Moreover, several regulars on the channel now appear to consider themselves genuine authorities on football (and probably everything else), holding forth with the gravity of Cicero addressing the Senate. You just know they’ve been thinking about what they’re going to say since the moment the match began, and probably long before that. And so, after each match, the rage-orators assemble and, with the patience of crocodiles, await their turn to cast their views into the violent maelstrom that is The Arsenal Internet.
They speak with a self-important assurance that is entirely unjustified and has been in no way earned. Realistically, very few people with a true claim to possessing actual insight into élite-level football have ever appeared on Arsenal FanTV (which of course is partly its raison d’être). The most recent was a former Manchester United fullback and failed La Liga manager, who, when featured on the channel, quite evidently considered his interlocutors to be little more than jumped-up imbeciles.
Which, of course, is incorrect and unfair. But could you blame him for feeling that way about what he perceives to be the average FanTVer? After all, for most of us, the only time FanTV enters our lives is when a particularly furious or deluded ranter has been freed from the shackles of sanity and is suddenly Retweeted into our consciousness.
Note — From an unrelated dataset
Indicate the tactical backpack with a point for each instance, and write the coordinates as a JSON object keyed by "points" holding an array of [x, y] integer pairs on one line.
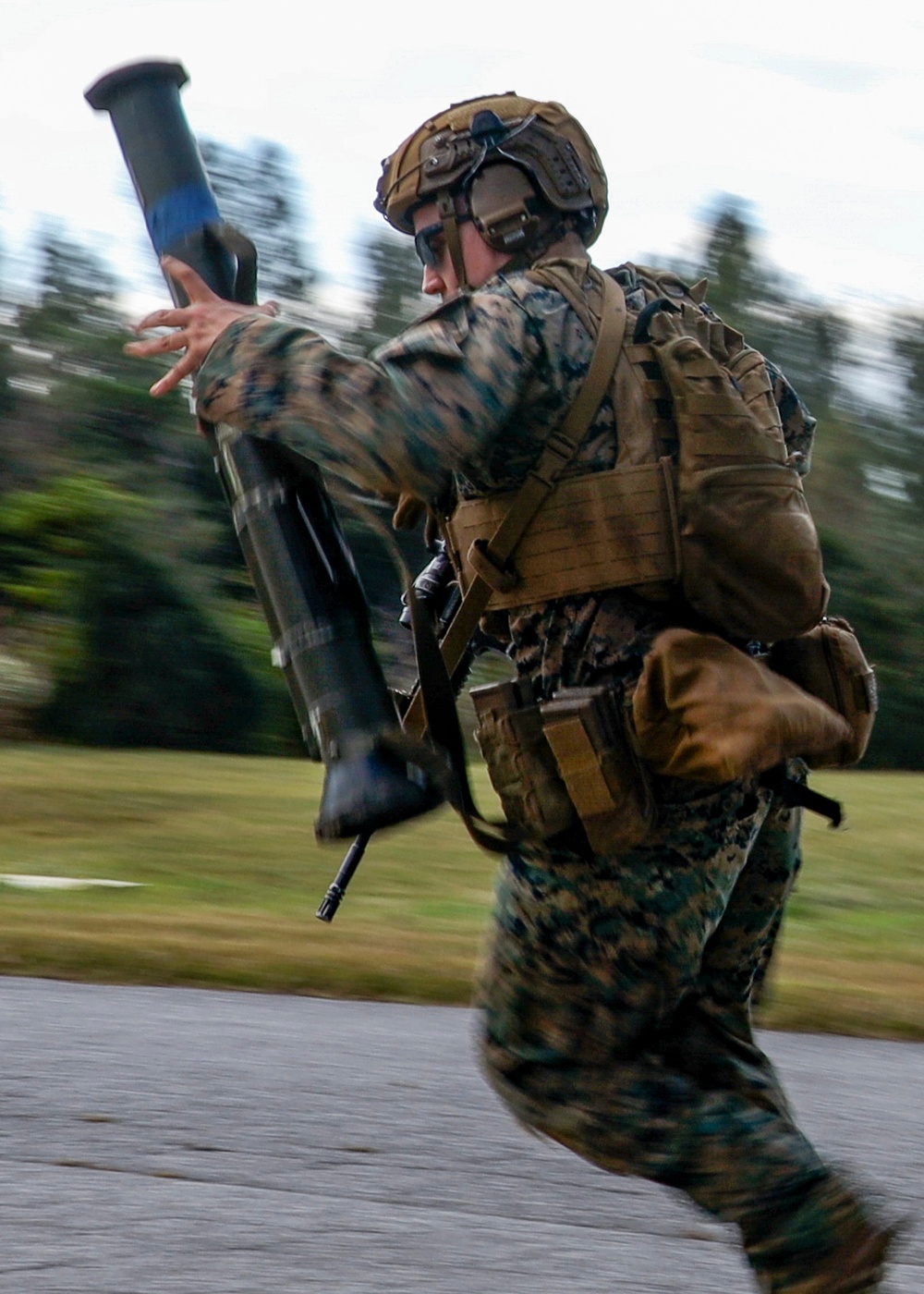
{"points": [[704, 494]]}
There isn’t really any doubt that Arsenal FanTV is a clever and worthwhile innovation on the part of one or two rather astute individuals. There’s even less doubt that it has the power to be a force for good. The problem is that the very breadth of humanity and discourse that it’s capable of encompassing means there will inevitably be those who seek to use its reach in order to appease their own frustration. And, of course, that may be absolutely fine with the owners, as they watch the hits rain down and the subscriber numbers skyrocket, but perhaps given their success they can now afford to be more discriminating when it comes to who they broadcast.
Possibly, many of you reading this piece will currently be yelling “free speech” at the top of your lungs. But this isn’t an attack on free speech. It’s a letter of objection aimed at those who use free speech to infect others with their anger. Certainly, they have a right to do so, but equally there is a right to rail against them: to suggest that, perhaps, they should all just calm down a bit; to point out that, at the end of the day, it’s really just not that important whether or not Arsenal FC are winning football matches.
Maybe it’s time for these people to simply take a deep breath, re-evaluate their priorities ever so slightly and, well, stop being so furious all the time.